When people think of minorities who don’t have a “voice,” they often overlook Asian Americans. This underrepresented group is typically typecast as “model Americans,” vixens or villains onscreen or online.  Frustrated, I collaborated with a subset of this population, Asian American female teenagers, to determine how they want to be represented in front of the camera.  They selected their own clothing, accessories, hairstyle and makeup.  Other than asking them not to smile, I did not pose or direct them.  They decided what to do with their bodies.

Teenagers are especially interesting because they are just beginning to define themselves and with whom they choose to identify.  They may lean towards the majority culture, counter-culture, somewhere in between or neither.  As evidenced by the proliferation of social media, they are keenly aware of their appearance.  But their selfies are self-curated for their peers.  So it was fascinating to see how they chose to represent themselves to me, a person outside of their social milieu.  Although I don’t believe portraiture reveals the “soul” of a person, I selected photos that offered glimpses of their unscripted personas, where their expressions were unforced and unrehearsed.

During the course of this project, I discovered that the photographs not only reveal the unique identities of these girls but also provide a window into the complex relationship that female youth have with the camera these days.  Unaccustomed to not having complete control of their narrative, they were often uncomfortable and self-conscious.
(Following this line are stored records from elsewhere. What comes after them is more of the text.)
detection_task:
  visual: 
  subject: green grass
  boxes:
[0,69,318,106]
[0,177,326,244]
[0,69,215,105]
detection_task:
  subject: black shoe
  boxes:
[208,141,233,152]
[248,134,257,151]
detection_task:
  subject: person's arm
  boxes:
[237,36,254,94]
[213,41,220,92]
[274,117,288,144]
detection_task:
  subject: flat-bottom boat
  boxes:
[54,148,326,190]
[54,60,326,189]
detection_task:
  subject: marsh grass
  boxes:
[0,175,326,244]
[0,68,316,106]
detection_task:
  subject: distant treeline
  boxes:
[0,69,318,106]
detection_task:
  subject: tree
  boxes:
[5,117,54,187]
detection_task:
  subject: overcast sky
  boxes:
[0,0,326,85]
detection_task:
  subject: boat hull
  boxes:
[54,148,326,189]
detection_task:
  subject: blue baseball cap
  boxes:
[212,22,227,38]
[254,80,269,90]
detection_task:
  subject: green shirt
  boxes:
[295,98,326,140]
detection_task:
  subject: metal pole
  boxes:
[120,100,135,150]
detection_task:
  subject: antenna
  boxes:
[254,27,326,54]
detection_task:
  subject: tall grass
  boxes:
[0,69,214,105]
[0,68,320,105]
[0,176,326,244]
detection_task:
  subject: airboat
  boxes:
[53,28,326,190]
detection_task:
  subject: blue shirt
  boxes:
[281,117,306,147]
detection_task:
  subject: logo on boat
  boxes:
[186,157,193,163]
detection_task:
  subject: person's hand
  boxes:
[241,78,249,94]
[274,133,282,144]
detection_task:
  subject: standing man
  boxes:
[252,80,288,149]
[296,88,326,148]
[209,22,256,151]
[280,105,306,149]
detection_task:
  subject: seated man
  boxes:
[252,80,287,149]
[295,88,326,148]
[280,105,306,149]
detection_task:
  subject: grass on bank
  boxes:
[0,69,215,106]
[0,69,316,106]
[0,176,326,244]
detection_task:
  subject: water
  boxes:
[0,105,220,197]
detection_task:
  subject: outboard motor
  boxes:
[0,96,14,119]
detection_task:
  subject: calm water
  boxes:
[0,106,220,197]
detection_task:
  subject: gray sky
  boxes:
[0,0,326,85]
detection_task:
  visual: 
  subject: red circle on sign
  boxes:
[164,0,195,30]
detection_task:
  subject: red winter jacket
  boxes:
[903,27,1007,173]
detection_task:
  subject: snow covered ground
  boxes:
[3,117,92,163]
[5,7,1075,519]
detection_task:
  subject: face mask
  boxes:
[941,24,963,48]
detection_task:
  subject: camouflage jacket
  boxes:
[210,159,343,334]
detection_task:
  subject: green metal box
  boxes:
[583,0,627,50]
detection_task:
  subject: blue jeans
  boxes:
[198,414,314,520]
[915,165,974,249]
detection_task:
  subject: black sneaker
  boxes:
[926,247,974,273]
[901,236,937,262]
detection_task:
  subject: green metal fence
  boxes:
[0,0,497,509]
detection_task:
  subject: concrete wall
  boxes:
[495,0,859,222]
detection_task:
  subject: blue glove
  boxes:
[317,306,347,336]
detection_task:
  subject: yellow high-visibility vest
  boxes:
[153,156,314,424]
The way they held their arms or stood, they seemed vulnerable, especially the ones who tried to look tough and impenetrable.  They reminded me of all teenagers, not just Asian Americans.  In an era where there is an ever-present pressure to be “seen,” female youth have a tenuous and complicated relationship with the camera.  Perhaps this is what they share the most with their non-Asian peers: the simultaneous desire to both reveal and hide their identities in front of the lens.